To date, we’ve given away more than $200 million – about half through the Case Foundation and the other half personally. We’re proud of that, but even prouder of the networks, expertise and broad based support we have also brought to bear to maximize the impact of our giving. Our grantees tell us that these other forms of support create value well beyond the dollars we’ve contributed.

We have learned to look at our philanthropic efforts similar to the way we’d look at any other investment – what’s our overall return, and how are we leveraging all of the tools at our disposal to make progress toward the change we want to see in the world? Put simply, we’ve shifted from looking just at inputs (checks we write and efforts expended) to instead looking at outcomes (the actual impact our involvement has). And as catalyst investors, those outcomes include consideration of how leveraged our spending is. In other words, for every dollar we spend, how much additional capital did we unleash from others through collaborations we help build?
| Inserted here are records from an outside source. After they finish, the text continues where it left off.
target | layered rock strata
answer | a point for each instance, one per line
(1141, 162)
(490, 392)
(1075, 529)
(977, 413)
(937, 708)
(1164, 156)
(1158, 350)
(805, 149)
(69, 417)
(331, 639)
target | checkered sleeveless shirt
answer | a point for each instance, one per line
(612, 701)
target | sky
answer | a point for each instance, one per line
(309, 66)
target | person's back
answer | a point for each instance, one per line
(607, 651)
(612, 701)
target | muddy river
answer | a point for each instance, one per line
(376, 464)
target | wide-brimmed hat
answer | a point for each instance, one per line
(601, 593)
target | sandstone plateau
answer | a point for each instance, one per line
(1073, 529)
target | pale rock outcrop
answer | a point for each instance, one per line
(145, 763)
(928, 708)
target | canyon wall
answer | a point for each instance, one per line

By linking arms with others, and by serving as a catalyst for new approaches, we’ve been able to generate impact that is far greater than it would be if we were instead a more passive donor. Indeed, we estimate that our giving has helped to unleash billions of charitable and private sector capital from partners to the causes and issues we back. Here are just a few examples of how we look at this leverage:

  • With $250K in grants, and by working with great companies like Deloitte, HP, Capital One and others, our support of A Billion + Change has led to more than $5B in pledges to pro-bono service for nonprofits from over 5,000 companies.
  • Through $900K in grants, along with partnerships with Network for Good, Global Giving, Causes and PARADE on two America’s Giving Challenges our support led to more than $4M in donations for worthwhile causes and helped to inspire the creation of similar initiatives like the $20M Pepsi Refresh Challenge, the $20M Chase Community Giving campaign, and dozens of local and national giving days that have unleashed a collective tens of millions of dollars for nonprofit organizations.
  • Our investment of $1M in grants and in-kind support for the Startup America Partnership led to nearly $500M of in-kind commitments to support startups from companies like American Airlines, American Express, Microsoft, Google, and others.
  • Our work in helping to catalyze impact investing contributed to unleashing $2B in commitments (announced at the White House this past June) to invest to deliver a financial and social return.
  • Our support of online giving platforms like Mission Fish and Network for Good with grants and investments of less than $2M have helped to catalyze more than $1.5B in giving to worthy nonprofits.


We’ll be the first to admit that in the first 17 years of our journey in philanthropy, we certainly haven’t gotten it all right – which is a big part of why we’re doing our in-depth reflections work. But we’ve long ascribed to the mantra that “If you want to go fast, go alone; if you want to go far, go together” – and believe that building a tapestry of alliances and partnerships, and serving as a catalyst for new ideas and concepts can create far greater impact than any check we could ever write. We are enormously grateful to our partners from every sector who have come alongside and helped to drive change at a scale and in ways we could have never have achieved alone.

It’s an exciting time for those of us who are mission focused. We continue to listen and learn as we try to drive impact. We look forward to sharing our stories with you in the coming months.